STEP 4 → Installing and configuring NGINX server
Now one more thing we need in addition to Nginx server is we need to add some TLS(Transport Layer Security) to our code-server to make it secure HTTPS connection.
So we install certbot alongside Nginx to get a SSL certificate for our domain.
- Install NGINX:
sudo apt update
sudo apt install -y nginx certbot python3-certbot-nginx
- Update
/etc/nginx/sites-available/code-server
file using sudo with the following configuration:
server {
listen 80;
listen [::]:80;
server_name yourdomain.com; #your domain name
location / {
proxy_pass http://127.0.0.1:8080/; #ip where you code-server was listening see IMG [1.3]

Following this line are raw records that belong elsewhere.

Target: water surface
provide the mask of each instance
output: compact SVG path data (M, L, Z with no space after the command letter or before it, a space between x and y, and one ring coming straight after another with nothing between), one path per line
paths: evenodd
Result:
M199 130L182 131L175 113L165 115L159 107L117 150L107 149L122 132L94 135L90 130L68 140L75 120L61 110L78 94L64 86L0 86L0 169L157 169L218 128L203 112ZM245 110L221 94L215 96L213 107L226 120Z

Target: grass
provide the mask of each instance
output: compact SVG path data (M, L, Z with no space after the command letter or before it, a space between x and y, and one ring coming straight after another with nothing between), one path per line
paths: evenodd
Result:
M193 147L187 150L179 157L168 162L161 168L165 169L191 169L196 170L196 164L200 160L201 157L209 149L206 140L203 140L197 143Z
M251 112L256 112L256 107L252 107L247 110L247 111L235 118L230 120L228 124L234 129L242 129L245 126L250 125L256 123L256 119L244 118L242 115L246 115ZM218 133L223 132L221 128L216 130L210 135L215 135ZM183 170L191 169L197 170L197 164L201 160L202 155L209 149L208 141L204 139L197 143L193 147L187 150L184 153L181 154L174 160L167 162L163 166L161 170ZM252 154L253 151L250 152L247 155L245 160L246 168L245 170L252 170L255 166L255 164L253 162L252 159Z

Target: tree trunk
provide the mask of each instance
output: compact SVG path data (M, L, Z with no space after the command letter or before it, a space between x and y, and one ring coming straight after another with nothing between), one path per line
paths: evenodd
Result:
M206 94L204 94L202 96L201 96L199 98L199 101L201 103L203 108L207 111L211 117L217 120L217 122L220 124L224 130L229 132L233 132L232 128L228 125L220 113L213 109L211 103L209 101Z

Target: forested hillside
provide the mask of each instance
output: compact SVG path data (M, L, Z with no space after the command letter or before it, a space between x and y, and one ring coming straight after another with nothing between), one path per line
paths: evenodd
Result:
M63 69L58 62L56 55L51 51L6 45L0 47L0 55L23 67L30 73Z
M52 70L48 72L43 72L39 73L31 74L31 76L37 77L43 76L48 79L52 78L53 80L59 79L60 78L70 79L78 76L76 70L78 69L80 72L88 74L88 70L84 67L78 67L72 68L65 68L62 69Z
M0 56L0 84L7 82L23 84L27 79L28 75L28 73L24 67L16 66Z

proxy_set_header Host $host;
proxy_set_header Upgrade $http_upgrade;
proxy_set_header Connection upgrade;
proxy_set_header Accept-Encoding gzip;
}
}
- Enable the config:
sudo ln -s ../sites-available/code-server /etc/nginx/sites-enabled/code-server
sudo certbot - non-interactive - redirect - agree-tos - nginx -d yourdomain.com -m you@example.com
Be sure to replace you@example.com
with your actual email and yourdomain.com
with your actual domain name.
At this point, you should be able to access code-server via [https://yourdomain.com](https://mydomain.com./)
Nginx server options for reference:
sudo systemctl reload nginx
sudo systemctl start nginx
sudo systemctl stop nginx
sudo systemctl status nginx
For testing purposes I have hosted the code-server on my instances Public-IP instead of domain.
When you navigate to your domain name you will see the below page.
IMG [1.4]:
Extract the code-server password from the path shown : ~/.config/code-server/config.yaml
in your /root folder.
You can now see the VS code window opened on your browser window, cool isn't it.
IMG [1.5]:
As I mentioned earlier instead of hosting on my domain I have redirected it to my instance’s public-IP address for viewing and testing purpose.
You can access all your files which is in the remote instance.
Thanks for Reading !!!
Taking a step further:
You can terraform your EC2 instance deployment and configure user_data of the instance to whatever development environment you need including code, packages, libraries, etc and just share the domain name for developers to work on. They get a ready made independent working environment which works in the browser. Since you will be using terraform you can deploy and destroy anytime with ease.